WELCOME !

This blog will shares information and related articles regarding the HIV/AIDS cholangiopathy and the best modalities suit to diagnose the pathology.

Nov 19, 2018 10:55 PM

ARTICLE REVIEW 5

Author's Name : Massimo Tonolini, Roberto Bianco

Article Title : HIV-related/AIDS cholangiopathy: pictorial review with emphasis on MRCP findings and differential diagnosis 

Journal Name : Clinical Imaging Volume 37

1)   Bibliography



Tonolini, M., & Bianco, R. (2013).
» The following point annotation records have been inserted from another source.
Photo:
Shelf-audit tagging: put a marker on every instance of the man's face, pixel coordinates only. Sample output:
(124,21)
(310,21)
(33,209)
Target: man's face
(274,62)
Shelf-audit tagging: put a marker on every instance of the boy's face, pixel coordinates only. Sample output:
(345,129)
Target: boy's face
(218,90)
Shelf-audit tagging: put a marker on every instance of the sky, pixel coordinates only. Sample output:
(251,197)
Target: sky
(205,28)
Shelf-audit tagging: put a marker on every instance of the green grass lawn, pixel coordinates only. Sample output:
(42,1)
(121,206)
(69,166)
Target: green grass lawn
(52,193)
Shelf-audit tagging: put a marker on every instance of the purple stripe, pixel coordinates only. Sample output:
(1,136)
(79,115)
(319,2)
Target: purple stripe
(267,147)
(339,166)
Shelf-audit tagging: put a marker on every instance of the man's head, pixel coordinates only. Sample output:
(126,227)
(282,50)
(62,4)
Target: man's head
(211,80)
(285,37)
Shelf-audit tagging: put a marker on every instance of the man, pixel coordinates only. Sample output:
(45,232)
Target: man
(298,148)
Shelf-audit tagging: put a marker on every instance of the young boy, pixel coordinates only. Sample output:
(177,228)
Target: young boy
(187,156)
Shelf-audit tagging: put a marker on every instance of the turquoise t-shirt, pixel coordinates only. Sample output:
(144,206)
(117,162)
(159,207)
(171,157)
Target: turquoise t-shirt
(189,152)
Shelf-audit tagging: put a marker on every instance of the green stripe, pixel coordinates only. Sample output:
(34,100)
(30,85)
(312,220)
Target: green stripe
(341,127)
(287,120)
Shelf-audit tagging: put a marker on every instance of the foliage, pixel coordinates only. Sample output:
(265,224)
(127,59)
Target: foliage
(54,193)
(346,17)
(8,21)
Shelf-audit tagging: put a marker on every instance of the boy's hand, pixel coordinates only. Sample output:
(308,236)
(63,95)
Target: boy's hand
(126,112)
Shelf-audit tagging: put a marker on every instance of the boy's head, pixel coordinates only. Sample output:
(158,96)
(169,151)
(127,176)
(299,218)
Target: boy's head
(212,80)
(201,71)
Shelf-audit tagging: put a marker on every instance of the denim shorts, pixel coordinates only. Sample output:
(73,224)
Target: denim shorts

HIV-related/AIDS cholangiopathy: Pictorial review with emphasis on MRCP findings and differential diagnosis. Clinical Imaging, 37(2), 219–226. https://doi.org/10.1016/j.clinimag.2012.03.008

2)  Purpose of the Article
    This article is mainly to describe the role of MRCP and other different diagnosis for HIV/AIDS cholangiopathy. 

3)  Brief Description of Procedure and Findings/Results
Ultrasound
Universally, ultrasound becomes as an ideal and valuable modality in HIV patients to visualize the impacted organ like liver and pancreas, but, it has very limited ability to image biliary and pancreatic ducts. On contrary, the dilatation of intra and extra hepatic ducts are accurate findings reported in positive AIDS settings. Therefore, following ultrasound detection of biliary abnormalities in HIV patients, correlation with clinical and laboratory findings and appropriate further investigation should be suggested.
ERCP
Previously, AIDS cholangiopathy was diagnosed based on the visualization of cholangiographic defects through the standard ERCP. The demonstration had been classified according to their type: type I, type II and type III.
MRCP
MRCP of T2 weighted sequences utilize the essential contrast between fluid-filled structures difference.In this sequences, MRCP uses long relaxation time and also the adjacent structures to represent slow moving or static flow of bile duct and pancreatic secretion on a low intensity background. Also, MRCP depicts a cheaper and non-invasive procedure that act as an alternative to ERCP that will allow better visualization of intra and extrahepatic biliary tracts defect. 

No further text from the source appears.